Curiosity has been called ‘The Lust of the Mind’*. Not a bad image, and one that also conjures up self-indulgance. Many great creators and thinkers have extolled the virtues of curiosity. Like anything we think about though, we can fall into lazy habits that just don’t do the job.
It takes courage to step away from the herd and ask those all-important questions. It might rock the boat, but that might be the only way to check if the boat is stable.
It pays us to develop a habit of curiosity. We tend to forget this because it’s easier to conform, to go with the flow of opinion or received wisdom. This avoids the need to think, and stunts the natural learning process which begins when we are children, but withers and dies if you don’t do something to keep it alive.
This is one aspect of how we simplify and economise our thinking doing what’s easy rather than flexing our mental muscle and thinking more creatively.
Social conventions
When asked how we are, we often respond with a bland statement like “not bad”, rather than saying something more upbeat and creative. We conceal our true feelings and distance ourselves from life when we reply with a standard formula rather than a considered response.
These stock questions – “How do you do?” and “How is your meal?” are two more examples – act as a sort of social lubricant. Along with “How are you”, they are part of the polite conventions that enable us to function in a civil society. Convention dictates that we answer with a stock response, “I’m well” or “Great, thanks” are fit for the task with the examples I’ve just given.
But there is another type of commonly-used question where opportunities are lost when we resort to a stock answer. “Any questions?” during a meeting, for example or, “Did you enjoy the movie”? are openings for an engaging our minds and opening discussion.
Knowing the difference
Understanding the difference between the questions that really only require an unthinking stock answer, and situations where a thoughtful response could prompt further engagement, is a critical skill that exercises our cognitive processes and provides an opportunity for feedback. How often have you replied that you meal is “Great, thank you”, when really it wasn’t, or said that you were OK when really you really uncomfortable?
Maybe a lot of this – mindlessly accepting our dissatisfaction by concealing it from ourselves and others with a phrase like “Not bad, thanks” rather than saying what we think– is because we are not told that things can be different, that we can create the life we want.
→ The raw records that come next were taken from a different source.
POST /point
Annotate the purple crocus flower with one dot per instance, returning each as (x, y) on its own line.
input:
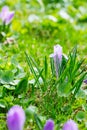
(57, 56)
(6, 15)
(70, 125)
(15, 118)
(85, 81)
(58, 52)
(49, 125)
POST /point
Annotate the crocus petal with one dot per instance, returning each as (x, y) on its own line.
(58, 52)
(49, 125)
(15, 118)
(70, 125)
(9, 18)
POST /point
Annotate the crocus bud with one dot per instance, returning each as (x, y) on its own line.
(49, 125)
(57, 56)
(6, 15)
(58, 52)
(15, 118)
(70, 125)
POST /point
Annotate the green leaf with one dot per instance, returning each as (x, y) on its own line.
(7, 77)
(3, 103)
(38, 122)
(22, 85)
(30, 112)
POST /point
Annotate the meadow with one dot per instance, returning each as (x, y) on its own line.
(43, 64)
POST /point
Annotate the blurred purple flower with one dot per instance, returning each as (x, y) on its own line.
(70, 125)
(49, 125)
(15, 118)
(6, 15)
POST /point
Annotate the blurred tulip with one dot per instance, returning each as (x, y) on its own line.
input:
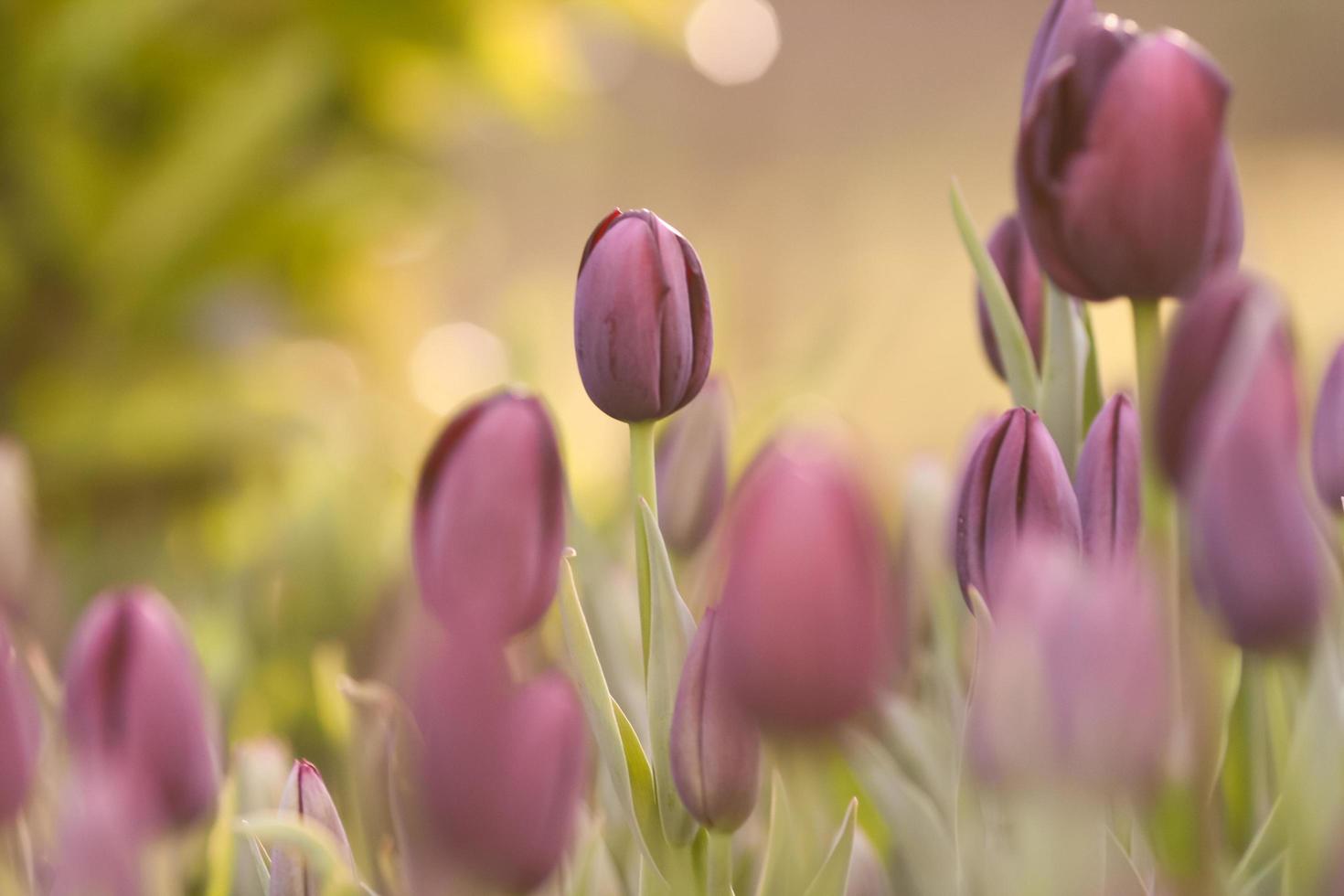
(1108, 483)
(715, 749)
(1072, 681)
(804, 618)
(1017, 485)
(134, 707)
(503, 767)
(1200, 359)
(643, 329)
(1125, 182)
(1328, 435)
(1011, 252)
(692, 469)
(489, 517)
(20, 731)
(305, 795)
If we learn it at all, most of us have to discover it as we go through life, often this is only when something goes wrong. Repeatedly saying things are OK, when they really are not, can mean that an unsatisfactory situation never gets addressed.
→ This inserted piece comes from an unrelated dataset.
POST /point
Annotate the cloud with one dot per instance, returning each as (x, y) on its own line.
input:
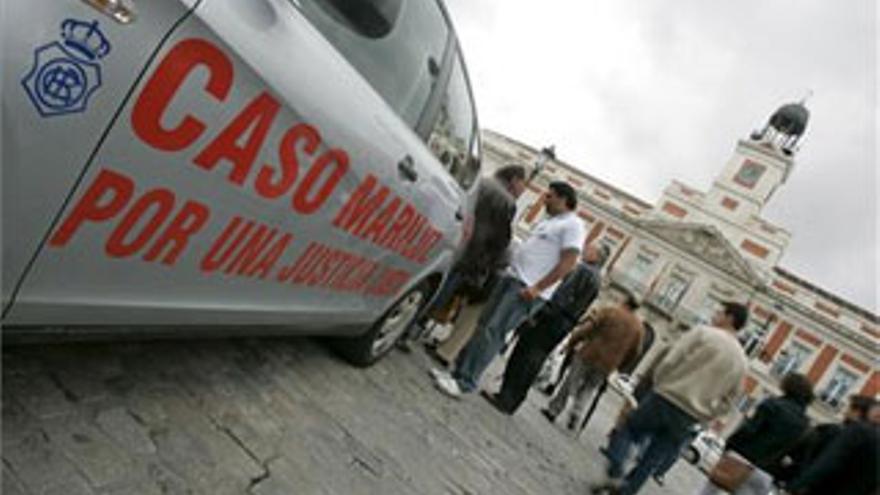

I have been lucky; I learned when I was a young adult that we do have control over what happens to us and how our lives pan out. My mission in life for the past 30 years has been to show dissatisfied others that “life doesn’t have to be like that.”
A good starting point is to fight passivity by developing a keen sense of enquiry about life, and nurturing curiosity about everything, because this helps to keep our senses active and alert.
Nurturing curiosity
But that curiosity must be the right kind of curiosity. Simply asking “Why” all the time is not what I mean (that has the opposite effect because it can tie us up in knots). The key is to remain curious in the way that we observe what’s going on within us and around us.
The Zen people talk about developing a ‘childlike curiosity’. Many great thinkers have talked about this too. This doesn’t mean acting in a childish way, it means developing the maturity of understanding that the more we reflectively observe and engage with what’s going on around us, the truer our understanding of ourselves will become. This of course requires courage and commitment, and not everyone is up for that. So the security blanket gets used instead.
* English philosopher Thomas Hobbes.